13.2 Force Majeure. Gemü will not be liable to Buyer or any third party for the termination or cancellation of an Order, or any delay or failure in Gemü’s performance under the Agreement due to any cause beyond its reasonable control, including acts of God, epidemics, pandemics, public health emergencies, earthquakes, floods, fires, explosions, delays in transportation, unavailability of equipment or materials, breakdown, lock-outs, strikes or labor disputes, embargoes, riots, sabotage, terrorism, governmental acts or any other events that could not have been reasonably foreseen or mitigated. Gemü will make reasonable efforts to resume performance as soon as practicable but reserves the right to cancel the affected Order without liability.
13.3 Waiver. Except as otherwise expressly provided herein, a waiver by any Party of any rights or the failure to exercise any remedy will not operate or be construed as a continuing waiver of the same right or remedy or any of the other of such Party’s rights or remedies.
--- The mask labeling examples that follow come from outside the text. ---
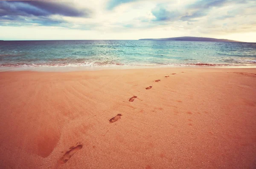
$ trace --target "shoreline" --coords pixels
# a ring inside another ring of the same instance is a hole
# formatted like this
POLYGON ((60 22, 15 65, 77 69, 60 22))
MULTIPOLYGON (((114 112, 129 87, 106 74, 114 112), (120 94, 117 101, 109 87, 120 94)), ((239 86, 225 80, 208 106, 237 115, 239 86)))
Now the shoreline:
POLYGON ((80 71, 96 71, 105 70, 134 70, 155 68, 256 68, 256 66, 117 66, 77 67, 0 67, 0 72, 6 71, 32 71, 49 72, 66 72, 80 71))

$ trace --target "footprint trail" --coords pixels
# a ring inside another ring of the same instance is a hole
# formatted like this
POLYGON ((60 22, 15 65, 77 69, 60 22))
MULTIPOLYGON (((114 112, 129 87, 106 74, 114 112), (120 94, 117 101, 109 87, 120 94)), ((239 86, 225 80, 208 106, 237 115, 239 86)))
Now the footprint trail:
POLYGON ((150 86, 149 87, 146 88, 146 89, 149 90, 149 89, 151 89, 151 88, 152 88, 152 86, 150 86))
POLYGON ((137 96, 134 96, 129 99, 129 101, 133 101, 135 98, 137 98, 137 96))
POLYGON ((117 115, 116 115, 115 117, 109 120, 109 122, 111 123, 113 123, 114 122, 116 121, 120 118, 121 118, 121 116, 122 115, 121 114, 118 114, 117 115))
POLYGON ((58 161, 59 163, 62 164, 66 163, 75 153, 81 149, 82 148, 83 148, 83 145, 81 144, 79 144, 75 147, 70 147, 71 149, 67 152, 62 157, 60 158, 58 161))

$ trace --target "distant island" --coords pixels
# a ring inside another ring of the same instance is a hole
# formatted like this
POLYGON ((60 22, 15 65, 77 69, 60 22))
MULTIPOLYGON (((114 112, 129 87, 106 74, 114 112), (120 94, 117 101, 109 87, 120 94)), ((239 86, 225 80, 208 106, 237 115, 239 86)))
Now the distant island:
POLYGON ((139 40, 162 40, 162 41, 204 41, 204 42, 242 42, 236 40, 224 39, 215 39, 209 37, 183 37, 159 39, 140 39, 139 40))

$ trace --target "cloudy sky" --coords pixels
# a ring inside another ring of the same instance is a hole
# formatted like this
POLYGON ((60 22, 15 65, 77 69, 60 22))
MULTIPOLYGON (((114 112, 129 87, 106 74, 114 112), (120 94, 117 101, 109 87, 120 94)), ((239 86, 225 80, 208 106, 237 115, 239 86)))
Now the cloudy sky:
POLYGON ((0 39, 181 36, 256 42, 256 0, 0 1, 0 39))

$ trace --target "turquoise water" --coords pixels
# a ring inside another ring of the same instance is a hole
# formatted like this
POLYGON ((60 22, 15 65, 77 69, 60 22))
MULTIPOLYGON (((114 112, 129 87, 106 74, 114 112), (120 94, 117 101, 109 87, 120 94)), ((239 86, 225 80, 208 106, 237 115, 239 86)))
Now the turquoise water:
POLYGON ((256 43, 0 41, 0 66, 256 66, 256 43))

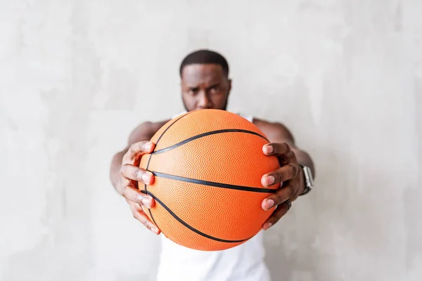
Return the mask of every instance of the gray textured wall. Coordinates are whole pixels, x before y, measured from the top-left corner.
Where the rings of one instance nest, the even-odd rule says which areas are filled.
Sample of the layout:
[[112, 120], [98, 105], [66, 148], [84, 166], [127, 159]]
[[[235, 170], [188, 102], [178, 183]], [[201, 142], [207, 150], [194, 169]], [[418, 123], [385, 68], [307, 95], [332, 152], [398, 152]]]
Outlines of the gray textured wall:
[[207, 47], [231, 63], [229, 109], [284, 122], [316, 165], [265, 233], [274, 280], [422, 280], [421, 15], [420, 0], [0, 1], [0, 279], [154, 280], [159, 240], [110, 159], [182, 109], [179, 63]]

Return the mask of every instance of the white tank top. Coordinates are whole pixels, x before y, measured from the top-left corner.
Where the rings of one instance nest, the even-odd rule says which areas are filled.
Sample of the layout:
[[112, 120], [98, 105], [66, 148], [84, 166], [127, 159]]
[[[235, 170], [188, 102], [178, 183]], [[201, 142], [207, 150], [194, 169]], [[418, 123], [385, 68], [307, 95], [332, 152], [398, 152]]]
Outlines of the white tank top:
[[[173, 118], [184, 112], [174, 116]], [[250, 122], [251, 116], [239, 115]], [[262, 231], [235, 247], [214, 251], [180, 246], [161, 234], [157, 281], [269, 281]]]

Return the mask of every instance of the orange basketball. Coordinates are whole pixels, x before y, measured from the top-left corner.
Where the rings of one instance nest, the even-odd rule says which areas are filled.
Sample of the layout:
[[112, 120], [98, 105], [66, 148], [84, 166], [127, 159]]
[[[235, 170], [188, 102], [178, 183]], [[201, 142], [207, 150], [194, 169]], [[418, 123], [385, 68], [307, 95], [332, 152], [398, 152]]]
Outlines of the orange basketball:
[[261, 230], [274, 210], [261, 203], [280, 186], [264, 188], [261, 178], [279, 164], [262, 152], [269, 140], [255, 124], [224, 110], [195, 110], [170, 121], [151, 141], [154, 152], [140, 166], [155, 180], [139, 189], [155, 200], [143, 211], [167, 238], [216, 251]]

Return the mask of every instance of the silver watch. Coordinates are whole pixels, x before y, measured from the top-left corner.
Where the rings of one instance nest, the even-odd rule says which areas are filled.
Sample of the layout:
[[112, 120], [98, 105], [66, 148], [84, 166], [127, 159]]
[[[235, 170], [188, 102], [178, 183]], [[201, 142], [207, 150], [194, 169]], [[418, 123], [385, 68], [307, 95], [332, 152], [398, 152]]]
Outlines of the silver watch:
[[314, 188], [314, 177], [311, 169], [307, 166], [299, 164], [303, 170], [303, 176], [305, 180], [305, 190], [300, 195], [305, 195]]

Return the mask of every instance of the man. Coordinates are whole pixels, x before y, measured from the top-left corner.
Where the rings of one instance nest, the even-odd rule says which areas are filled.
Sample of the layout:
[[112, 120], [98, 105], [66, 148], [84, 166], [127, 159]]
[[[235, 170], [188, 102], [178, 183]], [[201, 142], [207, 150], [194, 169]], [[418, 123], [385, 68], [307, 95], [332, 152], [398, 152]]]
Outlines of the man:
[[[189, 54], [181, 63], [180, 77], [186, 111], [226, 110], [231, 80], [227, 62], [221, 55], [207, 50]], [[262, 152], [277, 156], [281, 164], [277, 170], [262, 175], [261, 180], [264, 187], [283, 183], [275, 194], [262, 203], [264, 210], [276, 207], [262, 226], [267, 230], [288, 211], [291, 202], [310, 190], [314, 164], [308, 154], [295, 145], [292, 134], [283, 124], [243, 117], [257, 126], [271, 142], [262, 148]], [[129, 137], [127, 147], [113, 157], [110, 168], [113, 185], [126, 199], [134, 216], [155, 234], [160, 234], [160, 230], [148, 219], [141, 205], [151, 208], [157, 203], [137, 188], [138, 181], [152, 184], [154, 176], [139, 166], [141, 156], [154, 150], [154, 144], [148, 140], [168, 121], [145, 122], [136, 128]], [[264, 263], [261, 232], [239, 246], [217, 251], [193, 250], [162, 237], [158, 280], [269, 280]]]

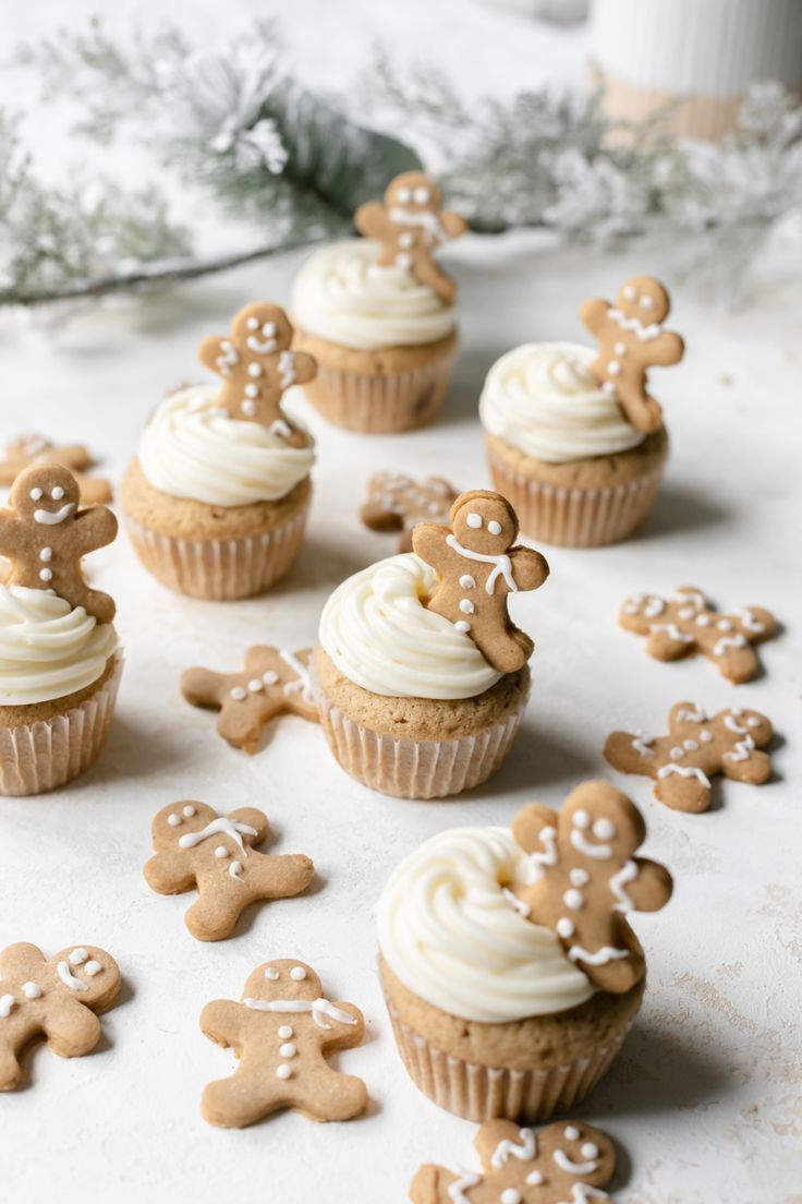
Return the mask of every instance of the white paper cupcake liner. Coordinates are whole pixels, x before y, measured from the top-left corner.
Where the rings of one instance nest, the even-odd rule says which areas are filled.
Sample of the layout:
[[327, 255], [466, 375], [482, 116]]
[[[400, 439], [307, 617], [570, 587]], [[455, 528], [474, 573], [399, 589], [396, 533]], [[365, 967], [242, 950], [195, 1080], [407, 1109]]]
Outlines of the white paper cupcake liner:
[[625, 485], [571, 489], [546, 485], [488, 456], [493, 486], [512, 504], [531, 539], [564, 548], [599, 548], [626, 539], [654, 504], [664, 465]]
[[225, 601], [263, 594], [292, 567], [303, 542], [309, 504], [260, 535], [238, 539], [184, 539], [126, 524], [149, 572], [178, 594]]
[[608, 1069], [632, 1023], [587, 1057], [512, 1070], [444, 1054], [405, 1025], [390, 1004], [388, 1010], [398, 1052], [416, 1087], [440, 1108], [477, 1125], [497, 1117], [528, 1125], [570, 1111]]
[[41, 795], [88, 769], [106, 743], [123, 656], [103, 685], [73, 710], [0, 728], [0, 795]]
[[489, 778], [510, 751], [527, 697], [528, 692], [516, 710], [476, 736], [415, 740], [354, 722], [319, 691], [321, 724], [341, 767], [372, 790], [396, 798], [445, 798]]

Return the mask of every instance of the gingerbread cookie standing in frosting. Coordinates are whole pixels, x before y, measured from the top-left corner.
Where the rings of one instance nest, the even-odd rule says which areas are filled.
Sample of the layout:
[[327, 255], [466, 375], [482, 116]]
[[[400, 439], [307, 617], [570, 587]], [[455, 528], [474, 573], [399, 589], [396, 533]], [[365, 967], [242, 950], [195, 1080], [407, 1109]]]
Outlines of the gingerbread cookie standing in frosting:
[[36, 945], [0, 954], [0, 1091], [24, 1079], [19, 1055], [36, 1037], [54, 1054], [82, 1057], [100, 1040], [97, 1016], [120, 990], [114, 958], [95, 945], [63, 949], [49, 961]]
[[540, 872], [516, 890], [533, 923], [553, 928], [569, 958], [600, 991], [629, 991], [646, 973], [643, 950], [625, 916], [658, 911], [671, 875], [636, 857], [646, 825], [635, 804], [606, 781], [586, 781], [558, 814], [530, 803], [512, 834]]
[[679, 335], [663, 329], [669, 309], [669, 294], [659, 281], [634, 276], [622, 285], [616, 305], [594, 297], [580, 311], [599, 341], [590, 371], [643, 432], [657, 431], [663, 423], [660, 405], [647, 391], [648, 370], [678, 364], [685, 349]]
[[280, 306], [255, 301], [233, 318], [231, 335], [210, 335], [198, 347], [198, 359], [222, 378], [216, 405], [232, 418], [261, 423], [291, 447], [305, 447], [307, 436], [293, 429], [281, 399], [293, 384], [307, 384], [317, 365], [307, 352], [292, 352], [293, 330]]
[[559, 1121], [536, 1133], [512, 1121], [486, 1121], [474, 1145], [482, 1169], [421, 1167], [412, 1204], [590, 1204], [616, 1170], [616, 1149], [600, 1129]]
[[468, 632], [500, 673], [522, 668], [534, 643], [507, 613], [510, 594], [536, 590], [548, 577], [539, 551], [513, 547], [515, 510], [500, 494], [475, 489], [451, 507], [451, 527], [420, 523], [412, 548], [439, 577], [427, 608]]
[[385, 193], [385, 203], [368, 201], [356, 211], [357, 230], [379, 241], [382, 267], [402, 267], [451, 305], [457, 287], [434, 259], [434, 250], [458, 238], [468, 223], [452, 211], [442, 212], [442, 194], [421, 171], [396, 176]]
[[76, 478], [53, 464], [23, 470], [8, 501], [10, 509], [0, 510], [0, 555], [11, 561], [5, 584], [52, 590], [97, 622], [111, 622], [114, 600], [89, 589], [81, 562], [117, 535], [113, 513], [105, 506], [79, 510]]
[[362, 1013], [352, 1003], [331, 1003], [303, 962], [257, 967], [242, 1003], [207, 1004], [201, 1029], [238, 1057], [231, 1078], [203, 1092], [201, 1112], [210, 1125], [244, 1128], [281, 1108], [316, 1121], [349, 1121], [367, 1106], [362, 1080], [326, 1062], [327, 1054], [361, 1044]]

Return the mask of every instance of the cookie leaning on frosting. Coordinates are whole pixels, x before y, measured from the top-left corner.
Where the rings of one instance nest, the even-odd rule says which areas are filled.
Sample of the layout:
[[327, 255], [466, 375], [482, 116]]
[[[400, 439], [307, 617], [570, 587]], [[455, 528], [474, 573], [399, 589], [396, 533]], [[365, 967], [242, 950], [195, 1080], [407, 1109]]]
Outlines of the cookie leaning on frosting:
[[281, 408], [315, 362], [290, 350], [292, 326], [260, 301], [231, 335], [206, 338], [201, 361], [218, 385], [161, 402], [123, 479], [127, 527], [143, 565], [202, 598], [261, 594], [291, 568], [311, 500], [314, 441]]
[[625, 539], [648, 514], [669, 438], [647, 372], [683, 354], [663, 327], [667, 314], [663, 285], [634, 277], [616, 305], [583, 305], [598, 349], [527, 343], [491, 368], [480, 400], [491, 473], [525, 535], [599, 547]]
[[543, 557], [516, 548], [498, 494], [463, 494], [451, 525], [418, 524], [412, 553], [329, 597], [315, 654], [321, 722], [352, 777], [402, 798], [479, 785], [506, 756], [529, 695], [533, 643], [507, 615]]

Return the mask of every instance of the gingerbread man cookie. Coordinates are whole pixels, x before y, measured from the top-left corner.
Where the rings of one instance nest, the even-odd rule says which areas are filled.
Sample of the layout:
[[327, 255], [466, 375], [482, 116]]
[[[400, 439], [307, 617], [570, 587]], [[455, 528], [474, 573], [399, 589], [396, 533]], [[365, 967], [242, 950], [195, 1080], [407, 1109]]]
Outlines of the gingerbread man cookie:
[[447, 523], [457, 490], [442, 477], [414, 480], [399, 472], [378, 472], [368, 482], [360, 517], [372, 531], [400, 531], [399, 551], [412, 550], [418, 523]]
[[772, 739], [772, 725], [758, 710], [730, 707], [712, 719], [694, 702], [678, 702], [669, 713], [669, 736], [644, 739], [642, 732], [613, 732], [605, 756], [622, 773], [654, 778], [654, 797], [677, 811], [706, 811], [711, 777], [759, 786], [772, 765], [760, 749]]
[[512, 547], [516, 513], [500, 494], [475, 489], [451, 507], [451, 527], [418, 523], [412, 548], [440, 578], [427, 602], [458, 631], [469, 632], [480, 653], [500, 673], [522, 668], [534, 643], [512, 624], [507, 597], [536, 590], [548, 577], [539, 551]]
[[719, 614], [694, 585], [683, 585], [667, 598], [634, 594], [624, 602], [618, 621], [625, 631], [648, 637], [649, 656], [677, 661], [700, 651], [736, 685], [758, 672], [751, 645], [777, 635], [777, 620], [762, 607]]
[[350, 1121], [367, 1106], [362, 1080], [332, 1070], [325, 1058], [361, 1044], [362, 1013], [352, 1003], [329, 1003], [303, 962], [260, 966], [242, 1003], [207, 1004], [201, 1029], [239, 1058], [230, 1079], [203, 1092], [201, 1112], [210, 1125], [244, 1128], [280, 1108], [316, 1121]]
[[533, 923], [553, 928], [569, 958], [601, 991], [629, 991], [646, 973], [643, 950], [625, 916], [658, 911], [671, 875], [635, 857], [646, 825], [632, 802], [606, 781], [586, 781], [558, 814], [530, 803], [512, 834], [540, 872], [516, 890]]
[[209, 335], [197, 355], [222, 377], [215, 405], [232, 418], [269, 426], [292, 447], [305, 447], [307, 436], [287, 421], [281, 397], [291, 385], [311, 380], [317, 365], [307, 352], [290, 350], [292, 335], [280, 306], [255, 301], [233, 318], [230, 336]]
[[186, 927], [198, 940], [225, 940], [250, 903], [299, 895], [315, 867], [303, 854], [254, 851], [269, 832], [255, 807], [220, 815], [207, 803], [184, 801], [164, 807], [153, 821], [155, 856], [144, 877], [160, 895], [197, 887]]
[[220, 712], [218, 731], [224, 740], [255, 752], [262, 728], [277, 715], [301, 715], [320, 722], [309, 674], [310, 648], [290, 653], [255, 645], [245, 653], [239, 673], [194, 668], [182, 673], [182, 694], [194, 707]]
[[616, 1149], [600, 1129], [560, 1121], [535, 1133], [512, 1121], [486, 1121], [474, 1138], [482, 1169], [421, 1167], [412, 1204], [590, 1204], [616, 1170]]
[[0, 555], [11, 561], [6, 585], [52, 590], [97, 622], [114, 618], [114, 600], [90, 590], [81, 560], [117, 535], [105, 506], [78, 509], [78, 483], [69, 468], [32, 465], [13, 483], [10, 509], [0, 510]]
[[614, 306], [594, 297], [580, 311], [599, 341], [590, 371], [638, 431], [657, 431], [663, 423], [659, 403], [647, 393], [648, 368], [678, 364], [685, 350], [679, 335], [663, 329], [669, 309], [669, 294], [659, 281], [634, 276], [624, 282]]
[[6, 443], [6, 459], [0, 461], [0, 485], [12, 485], [17, 476], [31, 464], [59, 464], [70, 468], [78, 482], [83, 506], [111, 502], [112, 486], [103, 477], [87, 477], [84, 470], [93, 458], [79, 443], [57, 447], [41, 435], [19, 435]]
[[468, 223], [442, 209], [442, 194], [422, 171], [406, 171], [390, 183], [385, 203], [368, 201], [355, 214], [357, 230], [380, 243], [379, 262], [393, 264], [428, 284], [446, 305], [453, 302], [457, 287], [438, 266], [433, 252], [448, 238], [458, 238]]
[[95, 945], [71, 945], [48, 961], [36, 945], [0, 954], [0, 1091], [24, 1079], [23, 1049], [43, 1035], [54, 1054], [82, 1057], [100, 1040], [101, 1011], [120, 990], [114, 958]]

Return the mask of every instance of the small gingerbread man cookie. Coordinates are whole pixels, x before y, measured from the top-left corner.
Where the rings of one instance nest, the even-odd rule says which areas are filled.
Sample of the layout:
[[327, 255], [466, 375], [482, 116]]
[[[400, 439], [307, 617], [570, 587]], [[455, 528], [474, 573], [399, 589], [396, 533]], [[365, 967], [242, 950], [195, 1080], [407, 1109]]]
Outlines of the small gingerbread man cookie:
[[509, 595], [536, 590], [548, 577], [539, 551], [513, 547], [517, 535], [510, 503], [485, 489], [457, 498], [451, 527], [420, 523], [412, 531], [414, 550], [440, 578], [427, 608], [469, 632], [500, 673], [522, 668], [535, 647], [510, 619]]
[[242, 1003], [207, 1004], [201, 1029], [239, 1060], [230, 1079], [203, 1092], [201, 1112], [209, 1125], [244, 1128], [280, 1108], [315, 1121], [350, 1121], [367, 1106], [362, 1080], [326, 1062], [327, 1054], [361, 1044], [362, 1013], [325, 998], [320, 979], [303, 962], [257, 967]]
[[114, 600], [89, 589], [81, 561], [112, 542], [113, 513], [105, 506], [79, 510], [77, 480], [54, 464], [24, 468], [8, 501], [11, 508], [0, 510], [0, 555], [11, 561], [5, 584], [52, 590], [97, 622], [111, 622]]
[[447, 523], [457, 490], [442, 477], [412, 480], [399, 472], [378, 472], [368, 482], [360, 517], [372, 531], [400, 531], [399, 551], [412, 550], [418, 523]]
[[760, 749], [771, 743], [772, 725], [758, 710], [730, 707], [712, 719], [694, 702], [678, 702], [669, 714], [669, 736], [613, 732], [605, 756], [622, 773], [654, 778], [654, 797], [677, 811], [697, 814], [711, 805], [711, 778], [761, 785], [772, 765]]
[[758, 673], [753, 644], [777, 635], [777, 620], [762, 607], [720, 614], [694, 585], [682, 585], [667, 598], [634, 594], [618, 621], [625, 631], [648, 637], [646, 650], [655, 660], [677, 661], [700, 651], [736, 685]]
[[83, 506], [111, 502], [112, 486], [103, 477], [88, 477], [84, 470], [91, 467], [93, 458], [79, 443], [57, 447], [41, 435], [19, 435], [6, 443], [6, 459], [0, 461], [0, 485], [12, 485], [23, 468], [31, 464], [59, 464], [69, 468], [81, 490]]
[[233, 318], [231, 335], [209, 335], [197, 349], [201, 364], [222, 377], [216, 405], [232, 418], [261, 423], [292, 447], [305, 447], [303, 431], [293, 429], [281, 399], [293, 384], [305, 384], [317, 371], [307, 352], [292, 352], [292, 325], [278, 305], [255, 301]]
[[590, 1204], [616, 1170], [616, 1149], [601, 1129], [559, 1121], [535, 1133], [512, 1121], [486, 1121], [474, 1145], [482, 1169], [421, 1167], [411, 1204]]
[[606, 781], [586, 781], [559, 811], [530, 803], [512, 834], [540, 878], [516, 890], [533, 923], [553, 928], [569, 958], [600, 991], [629, 991], [646, 973], [643, 950], [625, 916], [659, 911], [671, 875], [635, 857], [646, 825], [632, 802]]
[[659, 403], [647, 393], [648, 368], [678, 364], [685, 350], [679, 335], [663, 329], [669, 309], [669, 294], [659, 281], [634, 276], [622, 285], [614, 306], [594, 297], [580, 311], [599, 341], [590, 371], [638, 431], [657, 431], [663, 423]]
[[71, 945], [48, 961], [36, 945], [0, 954], [0, 1091], [19, 1086], [23, 1049], [44, 1037], [54, 1054], [82, 1057], [100, 1040], [97, 1016], [120, 990], [114, 958], [95, 945]]
[[303, 854], [255, 852], [268, 831], [267, 816], [255, 807], [220, 815], [206, 803], [172, 803], [153, 821], [156, 851], [144, 877], [160, 895], [197, 887], [186, 927], [198, 940], [225, 940], [250, 903], [299, 895], [314, 877]]
[[380, 243], [378, 262], [396, 265], [428, 284], [446, 305], [452, 305], [457, 287], [438, 266], [433, 252], [448, 238], [458, 238], [468, 223], [452, 211], [441, 212], [442, 194], [421, 171], [396, 176], [385, 193], [385, 203], [368, 201], [355, 214], [357, 230]]
[[224, 740], [245, 752], [256, 752], [262, 728], [281, 714], [320, 722], [309, 674], [310, 648], [297, 653], [255, 645], [245, 653], [239, 673], [194, 668], [182, 673], [182, 694], [194, 707], [220, 712], [218, 731]]

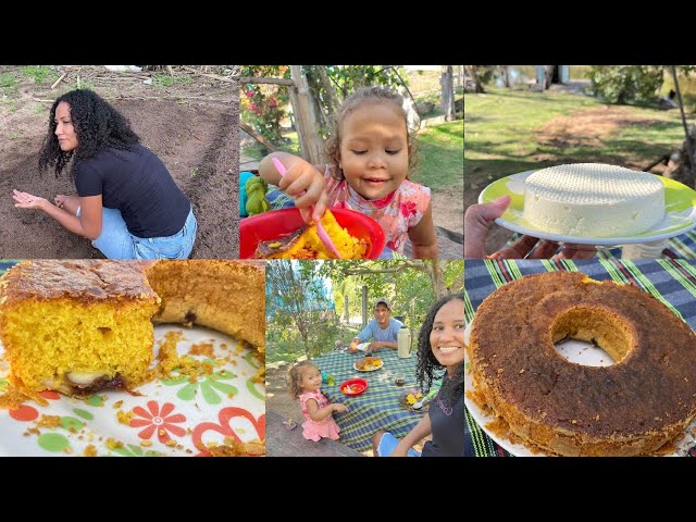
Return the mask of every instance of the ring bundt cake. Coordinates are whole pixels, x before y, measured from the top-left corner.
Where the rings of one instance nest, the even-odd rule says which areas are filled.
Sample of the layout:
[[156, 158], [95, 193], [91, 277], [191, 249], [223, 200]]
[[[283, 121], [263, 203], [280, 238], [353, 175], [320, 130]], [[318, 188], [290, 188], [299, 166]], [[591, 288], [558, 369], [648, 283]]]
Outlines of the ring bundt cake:
[[[566, 360], [554, 344], [567, 337], [616, 363]], [[481, 406], [551, 453], [649, 455], [696, 417], [696, 335], [631, 285], [577, 272], [522, 277], [478, 307], [467, 348]]]
[[264, 353], [253, 261], [25, 261], [0, 279], [0, 338], [20, 389], [88, 395], [152, 378], [152, 322], [200, 324]]

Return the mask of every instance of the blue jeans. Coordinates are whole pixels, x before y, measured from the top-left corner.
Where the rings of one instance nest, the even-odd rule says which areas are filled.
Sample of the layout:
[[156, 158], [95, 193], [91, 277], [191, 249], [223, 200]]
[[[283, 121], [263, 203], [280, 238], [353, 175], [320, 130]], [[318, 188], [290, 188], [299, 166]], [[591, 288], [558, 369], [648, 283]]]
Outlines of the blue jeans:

13.4 Assignment. These Terms are binding upon Buyer, its heirs, executors, beneficiaries, successors and assigns and Buyer may not assign these Terms to any other party without Gemü’s prior written consent, which consent may be withheld in Gemü’s sole discretion.
13.5 Governing Law. The Agreement shall be governed by and construed in accordance with the laws of the Province of Ontario and the laws of Canada applicable therein, without regard to any conflict of laws provisions. Buyer expressly attorns to the exclusive jurisdiction of the courts located in the Province of Ontario in connection with any matter arising out of or relating to the Agreement, unless otherwise agreed by Gemü in its sole discretion. The Parties specifically exclude the application of the United Nations Convention on Contracts for the International Sale of Goods and the application of any domestic statute that has adopted it into law.
13.6 Severability. If any provision of the Agreement, or any part thereof, is determined to be invalid or unenforceable, all remaining provisions of the Agreement and all terms not so invalidated shall be considered severable from the invalidated provision.
13.7 Language of Agreement. L'Acheteur a eu accès à une version française du Contrat. Si, néanmoins, l’Acheteur choisit d’accepter uniquement la version anglaise du Contrat, il sera réputé avoir exigé que le Contrat et tous les documents connexes soient rédigés uniquement en anglais. En cas de conflit ou d'incohérence entre les versions française et anglaise du Contrat, la version anglaise prévaudra. Buyer has been provided access to a French version of the Agreement. If, notwithstanding, Buyer chooses to accept only the English version of the Agreement, it will be deemed to have required that the Agreement and all related documents be drafted in English only. In the event of any conflict or inconsistency between the French and English versions of the Agreement, the English version shall prevail.